Best Food Writing is the place where readers and food writers meet to celebrate the most delicious prose of the year—serving up everything to whet your appetite from entertaining blogs to provocative journalism. This year's edition includes food writing stars (Michael Pollan, Pete Wells, and Jonathan Gold) as well as intriguing new voices (Matt Goulding and Erin Byers Murray) and celebrated chef-writers (Gabrielle Hamilton and Eddie Huang) for yet another collection of "strong writing on fascinating topics that will appeal to foodies and essay lovers alike" (Kirkus Reviews).

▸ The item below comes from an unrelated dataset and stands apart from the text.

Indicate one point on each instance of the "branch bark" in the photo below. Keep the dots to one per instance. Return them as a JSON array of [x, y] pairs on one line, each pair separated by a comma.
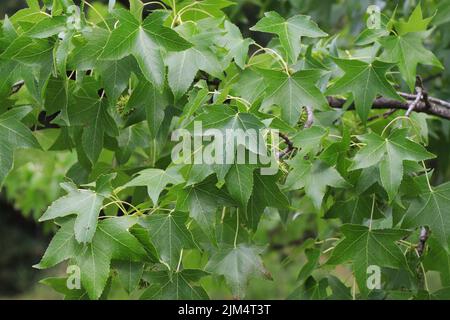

Contributors include: Katie Arnold-Ratcliff, Elissa Altman, Karen Barichievy, Peter Barrett, Dan Barry, Edward Behr, Alan Brouilette, Tim Carman, Bethany Jean Clement, Aleksandra Crapanzano, Sarah DiGregorio, Barry Estabrook, Kim Foster, Ian Froeb, Jonathan Gold, Diane Goodman, Matt Goulding, Paul Graham, Dara Moskowitz Grumdahl, Gabrielle Hamilton, Tim Hayward, Bernard Herman, Eddie Huang, Rowan Jacobsen, John Kessler, Todd Kliman, Corby Kummer, Francis Lam, J. Kenji Lopez-Alt, Tracie McMillan, Joy Manning, Brett Martin, Erin Byers Murray, Kim O'Donnel, Kevin Pang, Carol Penn-Romine, Michael Pollan, Michael Procopio, Steven Rinella, Hank Shaw, Katharine Shilcutt, Erica Strauss, Mike Sula, John Swansburg, Molly Watson, Pete Wells, Katherine Wheelock, Chris Wiewiora, Lily Wong
Editor Hughes's annual anthology has once again successfully captured the mood in today's food world. "The season of foam and gels has passed," she reflects in the introduction, "and the Year of the Pork Belly has given way to the Year of Kale." What follows is a collection of essays by bloggers, journalist, big name chefs and foodies alike all published within the last year. Highlights include Michael Pollan's "Step Two: Saute Onions and Other Aromatic Vegetables," Jonathan Gold's profile of Kogi co-founder Roy Choi entitled "The King of the Food Trucks Hits Hawaii," and Brett Martin's GQ article "Good Food Everywhere." Edward Behr meditative essay "Slow Cooking, Slowing Eating" is especially powerful. He writes, "Slowness really means living at the right speed for whatever you are doing, living more in the present moment, rather than looking always ahead to the next thing It means you pay attention." This eclectic anthology would not be complete, however, without occasional paeans to questionable food items. Katharine Shilcutt, for example, writes about McDonald's in "I Ate My First McRib, and I Regret It." Dan Barry bemoans the Hostess bankruptcy in "Back When a Chocolate Puck Tasted, Guiltily, like America." Pieces like these add lightness and levity to the volume as a whole. They provide necessary balance, making it informative as well as entertaining.